May 2010: A Pakistani-born U.S. citizen, Faisal Shahzad, drove a sport utility vehicle packed with a crude bomb into the heart of Times Square in New York on a crowded Saturday evening. The bomb failed to go off and was discovered by passersby. He was caught days later as he tried to fly to Dubai. Shahzad admitted to receiving bomb-making training and funding from Tehrik-e-Taliban Pakistan. He pleaded guilty and was sentenced this month to life in a U.S. prison.

December 2010: Umar Farouk Abdulmutallab, originally from Nigeria, boarded a Northwest Airlines flight from Amsterdam to Detroit on Christmas Day and allegedly tried to detonate a bomb sewn into his underwear. The explosives, PETN, failed to fully detonate and passengers and crew subdued him. Abdulmutallab began cooperating with U.S. authorities. Officials say he told them he had received the bomb and training from AQAP in Yemen. He is facing trial in a U.S. court in 2011, but he suggested during a recent court hearing that he could plead guilty to some of the charges.

November 2010: U.S. Major Nidal Malik Hasan, a Muslim born in the United States, is accused of killing 13 and injuring 32 during a shooting rampage at the U.S. Army installation in Fort Hood, Texas. U.S. authorities later learned he had been communicating with the Muslim cleric Anwar al-Awlaki, who is an American but left the country soon after the September 11, 2001, attacks and has since encouraged attacks against his homeland. Al-Awlaki is believed to be hiding in Yemen. Hasan is facing trial in a military court.

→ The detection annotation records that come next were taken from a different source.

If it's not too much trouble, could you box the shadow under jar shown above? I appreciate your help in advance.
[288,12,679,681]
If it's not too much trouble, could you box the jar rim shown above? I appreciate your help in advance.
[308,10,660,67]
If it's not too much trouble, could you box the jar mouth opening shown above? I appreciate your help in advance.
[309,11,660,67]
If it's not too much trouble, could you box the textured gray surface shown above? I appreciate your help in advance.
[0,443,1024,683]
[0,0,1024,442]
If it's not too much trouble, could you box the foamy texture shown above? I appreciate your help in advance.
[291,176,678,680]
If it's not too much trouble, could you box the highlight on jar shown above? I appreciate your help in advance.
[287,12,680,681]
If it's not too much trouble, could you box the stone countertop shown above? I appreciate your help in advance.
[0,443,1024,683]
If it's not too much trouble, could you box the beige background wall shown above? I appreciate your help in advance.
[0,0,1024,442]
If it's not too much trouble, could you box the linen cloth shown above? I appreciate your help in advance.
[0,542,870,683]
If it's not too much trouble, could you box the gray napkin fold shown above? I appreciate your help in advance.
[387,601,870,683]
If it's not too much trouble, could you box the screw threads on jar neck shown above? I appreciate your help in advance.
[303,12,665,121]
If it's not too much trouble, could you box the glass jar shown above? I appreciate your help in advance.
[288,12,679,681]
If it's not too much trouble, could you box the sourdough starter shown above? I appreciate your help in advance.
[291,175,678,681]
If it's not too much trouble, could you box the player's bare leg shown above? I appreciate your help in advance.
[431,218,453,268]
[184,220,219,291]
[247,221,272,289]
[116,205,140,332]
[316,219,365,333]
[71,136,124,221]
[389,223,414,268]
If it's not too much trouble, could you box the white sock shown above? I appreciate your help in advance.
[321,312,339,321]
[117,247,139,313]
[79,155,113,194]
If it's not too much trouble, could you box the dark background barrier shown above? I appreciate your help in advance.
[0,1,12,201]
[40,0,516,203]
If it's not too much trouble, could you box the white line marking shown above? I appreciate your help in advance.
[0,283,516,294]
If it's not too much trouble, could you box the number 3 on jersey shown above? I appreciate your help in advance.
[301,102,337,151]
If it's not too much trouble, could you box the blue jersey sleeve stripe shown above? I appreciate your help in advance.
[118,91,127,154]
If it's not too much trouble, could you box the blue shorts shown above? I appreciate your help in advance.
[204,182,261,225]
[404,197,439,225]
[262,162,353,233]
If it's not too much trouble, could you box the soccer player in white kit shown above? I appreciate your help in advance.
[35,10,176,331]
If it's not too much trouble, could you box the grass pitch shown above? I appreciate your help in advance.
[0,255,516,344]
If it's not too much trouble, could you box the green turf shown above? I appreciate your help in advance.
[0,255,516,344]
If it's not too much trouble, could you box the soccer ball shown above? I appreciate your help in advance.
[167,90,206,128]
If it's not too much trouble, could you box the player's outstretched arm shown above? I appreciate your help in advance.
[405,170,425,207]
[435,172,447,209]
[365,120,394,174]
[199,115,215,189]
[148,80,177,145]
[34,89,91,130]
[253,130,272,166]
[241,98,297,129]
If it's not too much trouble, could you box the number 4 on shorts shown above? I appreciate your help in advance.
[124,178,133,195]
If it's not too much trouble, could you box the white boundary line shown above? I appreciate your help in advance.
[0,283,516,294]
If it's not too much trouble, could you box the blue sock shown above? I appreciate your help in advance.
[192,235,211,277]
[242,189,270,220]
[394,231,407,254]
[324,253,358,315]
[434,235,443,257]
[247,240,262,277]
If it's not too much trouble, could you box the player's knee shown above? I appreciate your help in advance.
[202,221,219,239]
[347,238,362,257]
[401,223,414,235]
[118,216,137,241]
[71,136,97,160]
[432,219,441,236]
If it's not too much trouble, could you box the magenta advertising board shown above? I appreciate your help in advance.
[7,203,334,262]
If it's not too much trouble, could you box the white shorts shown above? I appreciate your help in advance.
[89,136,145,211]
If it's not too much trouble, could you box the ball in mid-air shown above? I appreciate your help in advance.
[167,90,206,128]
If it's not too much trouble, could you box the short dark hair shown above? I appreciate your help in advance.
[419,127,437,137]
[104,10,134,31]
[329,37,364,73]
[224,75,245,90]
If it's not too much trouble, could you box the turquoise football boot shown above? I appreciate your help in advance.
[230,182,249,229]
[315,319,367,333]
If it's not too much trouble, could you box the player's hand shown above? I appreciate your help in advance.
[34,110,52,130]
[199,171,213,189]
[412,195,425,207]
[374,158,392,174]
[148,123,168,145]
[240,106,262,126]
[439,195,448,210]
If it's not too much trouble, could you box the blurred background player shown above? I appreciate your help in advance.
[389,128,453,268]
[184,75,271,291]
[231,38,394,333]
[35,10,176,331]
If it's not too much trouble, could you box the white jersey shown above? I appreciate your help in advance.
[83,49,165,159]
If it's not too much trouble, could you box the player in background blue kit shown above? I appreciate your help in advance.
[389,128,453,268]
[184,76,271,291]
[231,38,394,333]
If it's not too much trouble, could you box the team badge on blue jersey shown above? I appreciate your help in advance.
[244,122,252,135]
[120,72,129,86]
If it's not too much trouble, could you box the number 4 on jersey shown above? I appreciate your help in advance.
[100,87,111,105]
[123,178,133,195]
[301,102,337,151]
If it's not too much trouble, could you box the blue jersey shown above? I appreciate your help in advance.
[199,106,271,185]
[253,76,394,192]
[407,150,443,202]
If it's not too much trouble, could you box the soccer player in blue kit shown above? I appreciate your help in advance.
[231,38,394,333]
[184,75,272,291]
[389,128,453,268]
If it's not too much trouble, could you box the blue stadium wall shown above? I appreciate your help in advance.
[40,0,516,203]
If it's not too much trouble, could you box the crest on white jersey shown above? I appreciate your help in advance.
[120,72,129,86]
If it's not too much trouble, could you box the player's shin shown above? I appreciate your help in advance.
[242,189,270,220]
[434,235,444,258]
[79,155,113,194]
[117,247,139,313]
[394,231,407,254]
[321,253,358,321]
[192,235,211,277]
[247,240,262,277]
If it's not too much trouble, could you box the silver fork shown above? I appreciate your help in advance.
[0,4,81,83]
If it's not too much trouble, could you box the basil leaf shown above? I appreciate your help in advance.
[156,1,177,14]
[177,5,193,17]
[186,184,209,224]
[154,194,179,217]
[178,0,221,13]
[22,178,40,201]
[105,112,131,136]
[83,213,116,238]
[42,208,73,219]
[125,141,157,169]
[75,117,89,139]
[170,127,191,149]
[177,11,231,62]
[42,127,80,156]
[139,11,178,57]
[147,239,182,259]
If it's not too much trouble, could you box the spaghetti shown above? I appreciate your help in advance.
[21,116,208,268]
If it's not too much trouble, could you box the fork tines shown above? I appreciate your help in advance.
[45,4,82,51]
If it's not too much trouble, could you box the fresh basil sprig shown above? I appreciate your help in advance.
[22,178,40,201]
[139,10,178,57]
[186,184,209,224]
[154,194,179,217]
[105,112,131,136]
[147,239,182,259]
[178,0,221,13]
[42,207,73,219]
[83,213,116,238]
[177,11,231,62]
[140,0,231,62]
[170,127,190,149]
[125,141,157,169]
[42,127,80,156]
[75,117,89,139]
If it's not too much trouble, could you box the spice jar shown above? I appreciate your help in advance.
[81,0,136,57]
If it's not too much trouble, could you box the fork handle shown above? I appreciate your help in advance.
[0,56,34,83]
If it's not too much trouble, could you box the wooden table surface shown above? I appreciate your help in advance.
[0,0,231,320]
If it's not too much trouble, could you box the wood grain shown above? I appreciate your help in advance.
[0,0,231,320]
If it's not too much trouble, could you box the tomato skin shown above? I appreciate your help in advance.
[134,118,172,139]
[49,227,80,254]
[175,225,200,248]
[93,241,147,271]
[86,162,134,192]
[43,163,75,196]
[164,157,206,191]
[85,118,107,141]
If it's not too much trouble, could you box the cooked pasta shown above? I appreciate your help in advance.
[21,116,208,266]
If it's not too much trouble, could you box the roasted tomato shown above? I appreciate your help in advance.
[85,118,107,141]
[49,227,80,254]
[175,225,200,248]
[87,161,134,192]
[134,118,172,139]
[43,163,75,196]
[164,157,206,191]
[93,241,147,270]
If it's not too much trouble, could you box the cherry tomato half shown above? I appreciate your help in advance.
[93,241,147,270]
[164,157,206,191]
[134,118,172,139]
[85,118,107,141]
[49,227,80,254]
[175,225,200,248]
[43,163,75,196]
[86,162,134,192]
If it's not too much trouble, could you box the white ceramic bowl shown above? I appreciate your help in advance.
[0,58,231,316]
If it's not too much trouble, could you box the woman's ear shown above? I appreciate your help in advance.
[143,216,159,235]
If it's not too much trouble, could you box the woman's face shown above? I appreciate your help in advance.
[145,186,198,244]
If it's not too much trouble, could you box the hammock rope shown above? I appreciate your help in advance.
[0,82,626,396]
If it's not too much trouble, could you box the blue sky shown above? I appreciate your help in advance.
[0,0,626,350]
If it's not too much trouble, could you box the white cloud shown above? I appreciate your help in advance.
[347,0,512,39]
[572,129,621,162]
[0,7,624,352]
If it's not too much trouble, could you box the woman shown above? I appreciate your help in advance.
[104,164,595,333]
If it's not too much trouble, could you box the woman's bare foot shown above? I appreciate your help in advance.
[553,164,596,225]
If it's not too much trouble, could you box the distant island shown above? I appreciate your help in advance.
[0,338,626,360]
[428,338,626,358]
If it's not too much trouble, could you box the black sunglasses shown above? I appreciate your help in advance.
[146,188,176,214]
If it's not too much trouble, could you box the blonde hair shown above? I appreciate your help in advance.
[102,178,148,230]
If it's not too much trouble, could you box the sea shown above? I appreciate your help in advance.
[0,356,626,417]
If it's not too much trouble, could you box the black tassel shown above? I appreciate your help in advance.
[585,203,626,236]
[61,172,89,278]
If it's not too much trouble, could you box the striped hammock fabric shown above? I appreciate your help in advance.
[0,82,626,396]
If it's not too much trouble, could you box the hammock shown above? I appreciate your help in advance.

September 2009: Najibullah Zazi, an Afghan-born man who is a permanent U.S. resident and was living in Colorado, plotted a suicide bomb attack on the New York subway system. He received training from al Qaeda in the remote Waziristan region of Pakistan, which borders Afghanistan. He drove to New York in preparation for the attack but discarded bomb-making materials after learning he was under surveillance from a local imam. He was later arrested in Colorado and pleaded guilty to the plot in February. His sentencing has been postponed until June 2011 and he has been cooperating with authorities.